Ahok.Org – Komisi II DPR RI melakukan Rapat Dengar Pendapat dengan Ketua KPU dan Ketua Bawaslu di ruang rapat Komisi II DPR RI Jakarta, Senin 20 Februari 2012. Rapat dipimpin Wakil Ketua Komisi II DPR RI dari Fraksi PAN Hakam Naja. Rapat tersebut membahas evaluasi pelaksanaan Pemilukada tahun 2011, persiapan Pemilukada 2012 dan persiapan pelaksanaan tahapan pemilu tahun 2014.

Sebagian besar Anggota Komisi II DPR RI menyoroti tentang semakin tingginya konflik pemilukada di daerah-daerah yang berujung pada tindakan anarkis. Selain itu, banyak kasus sengketa pemilukada yang harus berakhir di Mahkamah Konstitusi. Penyelesaian sengketa pemilukada di MK di satu sisi menunjukkan bahwa kesadaran hukum masyarakat semakin tinggi, namun disisi lain membuktikan bahwa masih banyak ”lubang-lubang hitam” penyelenggaraan pemilukada di republik ini. KPU dan Bawaslu menjelaskan bahwa sebagian besar kasus pemilukada terkait dengan politik uang (money politics), pengerahan PNS, intimidasi dan kekerasan.

KPU

Ketua KPU Hafiz Anshary menjelaskan bahwa ada beberapa permasalahan terkait pemilukada, seperti masalah regulasi dimana ada beberapa pasal di dalam UU yang tidak mudah dilaksanakan. Adapula pasal-pasal yang tidak sinkron antara UU yang satu dengan UU yang lain. Misalnya masalah sumber pemutakhiran data pemilih. UU Nomor 32 Tahun 2004 jo. UU Nomor 12 Tahun 2008 tentang Pemerintah Daerah  dengan UU Nomor 22 Tahun 2007 tentang Penyelenggara Pemilu. Menurut UU No. 32 Tahun 2004 pemutakhiran data pemilih didasarkan pada data pemilih pada pemilu terakhir, sementara menurut UU Nomor 22 Tahun 2007, sumber data yang digunakan untuk pemutakhiran data pemilih adalah data kependudukan dari pemerintah. Selain itu, anggaran pemilukada yang berasal dari APBD juga banyak menimbulkan masalah seperti keterlambatan persetujuan, jumlah yang tidak sesuai dengan kebutuhan, dan kesulitan pencairan dengan berbagai alasan, tidak ada sanksi hukum bagi kepala daerah yang mengulur-ulur anggaran sehingga menghambat proses pemilukada, kepengurusan parpol yang lebih dari satu, pemecatan pengurus parpol di daerah di injure time, pengusulan calon yang lebih dari satu, perbedaan pasangan calon yang diusung antara pengurus parpol di daerah dengan pengurus pusat, pergantian pasangan calon yang diusung didetik-detik terakhir masa pendaftaran atau dipenghujung masa penyerahan perbaikan berkas, ijazah palsu, persoalan tes kesehatan, dukungan ganda untuk calon perseorangan dan dukungan  fiktif, penyelenggara yang tidak netral, tidak profesional, penyelenggara yang terlibat konflik kepentingan, putusan pengadilan yang berbeda atau melewati tahapan. Misalnya perbedaan antara putusan Pengadilan Negeri dengan MK, putusan Pengadilan Negeri atau PTUN sesudah semua proses tahapan pemilukada berakhir dan calon terpilih sudah dilantik.

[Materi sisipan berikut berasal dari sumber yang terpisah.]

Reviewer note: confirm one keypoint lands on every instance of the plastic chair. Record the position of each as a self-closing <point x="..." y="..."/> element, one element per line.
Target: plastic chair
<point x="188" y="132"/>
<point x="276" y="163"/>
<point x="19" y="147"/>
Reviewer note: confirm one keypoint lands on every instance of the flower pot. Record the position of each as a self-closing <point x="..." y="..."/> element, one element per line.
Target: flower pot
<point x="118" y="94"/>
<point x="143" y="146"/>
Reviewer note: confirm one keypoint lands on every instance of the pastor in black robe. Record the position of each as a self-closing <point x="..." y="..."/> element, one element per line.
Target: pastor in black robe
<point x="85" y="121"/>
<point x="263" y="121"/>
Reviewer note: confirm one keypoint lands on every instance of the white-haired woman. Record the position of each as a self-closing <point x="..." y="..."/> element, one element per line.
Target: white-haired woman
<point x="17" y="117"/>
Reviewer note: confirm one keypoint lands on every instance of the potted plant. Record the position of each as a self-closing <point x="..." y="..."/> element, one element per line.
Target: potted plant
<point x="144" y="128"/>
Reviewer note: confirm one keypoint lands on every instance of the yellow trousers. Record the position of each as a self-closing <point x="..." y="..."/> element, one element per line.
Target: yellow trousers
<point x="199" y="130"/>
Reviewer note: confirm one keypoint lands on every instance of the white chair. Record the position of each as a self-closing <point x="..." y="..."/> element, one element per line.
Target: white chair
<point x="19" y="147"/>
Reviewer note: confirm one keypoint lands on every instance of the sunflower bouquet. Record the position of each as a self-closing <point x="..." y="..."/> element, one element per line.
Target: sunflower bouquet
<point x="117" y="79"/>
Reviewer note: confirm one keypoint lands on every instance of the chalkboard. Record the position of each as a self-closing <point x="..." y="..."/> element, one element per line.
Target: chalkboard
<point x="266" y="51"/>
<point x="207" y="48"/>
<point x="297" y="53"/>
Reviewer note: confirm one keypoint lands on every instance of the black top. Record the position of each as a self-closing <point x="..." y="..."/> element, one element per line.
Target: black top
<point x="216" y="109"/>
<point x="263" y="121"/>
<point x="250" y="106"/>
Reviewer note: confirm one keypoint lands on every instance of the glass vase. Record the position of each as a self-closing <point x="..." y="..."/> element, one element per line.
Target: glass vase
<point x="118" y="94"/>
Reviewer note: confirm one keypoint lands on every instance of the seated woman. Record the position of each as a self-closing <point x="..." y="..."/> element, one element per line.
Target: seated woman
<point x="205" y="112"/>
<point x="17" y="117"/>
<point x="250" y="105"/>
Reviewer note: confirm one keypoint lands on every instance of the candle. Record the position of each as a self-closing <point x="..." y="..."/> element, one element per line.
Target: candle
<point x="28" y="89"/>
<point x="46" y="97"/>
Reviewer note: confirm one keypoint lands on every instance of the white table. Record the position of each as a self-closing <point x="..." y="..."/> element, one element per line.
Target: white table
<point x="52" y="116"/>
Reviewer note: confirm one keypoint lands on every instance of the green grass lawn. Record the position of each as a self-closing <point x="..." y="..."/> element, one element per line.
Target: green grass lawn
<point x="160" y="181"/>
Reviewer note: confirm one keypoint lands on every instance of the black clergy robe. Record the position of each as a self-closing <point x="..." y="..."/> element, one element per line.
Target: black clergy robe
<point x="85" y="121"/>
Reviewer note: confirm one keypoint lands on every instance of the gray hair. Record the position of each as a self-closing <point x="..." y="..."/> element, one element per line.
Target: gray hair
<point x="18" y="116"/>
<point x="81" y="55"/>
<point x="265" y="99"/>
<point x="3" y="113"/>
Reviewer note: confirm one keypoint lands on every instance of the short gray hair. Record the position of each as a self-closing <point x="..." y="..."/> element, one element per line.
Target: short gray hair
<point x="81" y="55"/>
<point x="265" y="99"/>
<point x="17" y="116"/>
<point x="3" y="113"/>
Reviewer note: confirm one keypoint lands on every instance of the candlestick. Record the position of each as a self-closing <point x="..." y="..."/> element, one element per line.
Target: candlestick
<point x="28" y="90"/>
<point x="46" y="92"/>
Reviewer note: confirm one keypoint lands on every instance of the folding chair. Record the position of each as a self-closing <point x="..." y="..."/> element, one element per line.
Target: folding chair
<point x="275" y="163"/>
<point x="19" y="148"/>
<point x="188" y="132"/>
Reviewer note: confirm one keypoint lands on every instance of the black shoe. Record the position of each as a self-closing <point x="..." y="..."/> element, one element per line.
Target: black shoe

Ketua KPU menjelaskan pula bahwa  sepenjang tahun 2011 terdapat 125 permohonan yang terregistrasi di MK. Ada 10 permohonan  yang dikabulkan (7 permohonan dikabulkan sebagian dan 3 permohonan dikabulkan seluruhnya). Selebihnya, 2 permohonan ditarik kembali oleh pemohon, 80 permohonan ditolak seluruhnya, 26 permohonan tidak diterima, 1 permohonan gugur, 5 putusan sela, dan 1 ketetapan.

Penyelesaian oleh KPU dilakukan berdasarkan Peraturan KPU Nomor 31 Tahun 2008 tentang Kode Etik Penyelenggara Pemilu. Bentuk sanksinya berupa peringatan lisan, peringatan tertulis, pemberhentian sementara dan pemberhentian. Sepanjang tahun 2011 ada beberapa pengurus KPU yang diberikan sanksi pemberhentian seperti pemberhentian ketua dan anggota KPU Kota Jayapura, Papua, pemberhentian 2 anggota KPU Kabupaten Bima, NTB, pemberhentian dari jabatan ketua dan pemberian teguran keras secara tertulis kepada dua anggotanya, pemberhentian ketua dan 3 anggota KPU Kabupaten Tapanuli Tengah, Sumut, pemberhentian ketua KPU Pekanbaru Riau dan pemberhentian ketua dan anggota KPU Buton, Sulawesi Tenggara.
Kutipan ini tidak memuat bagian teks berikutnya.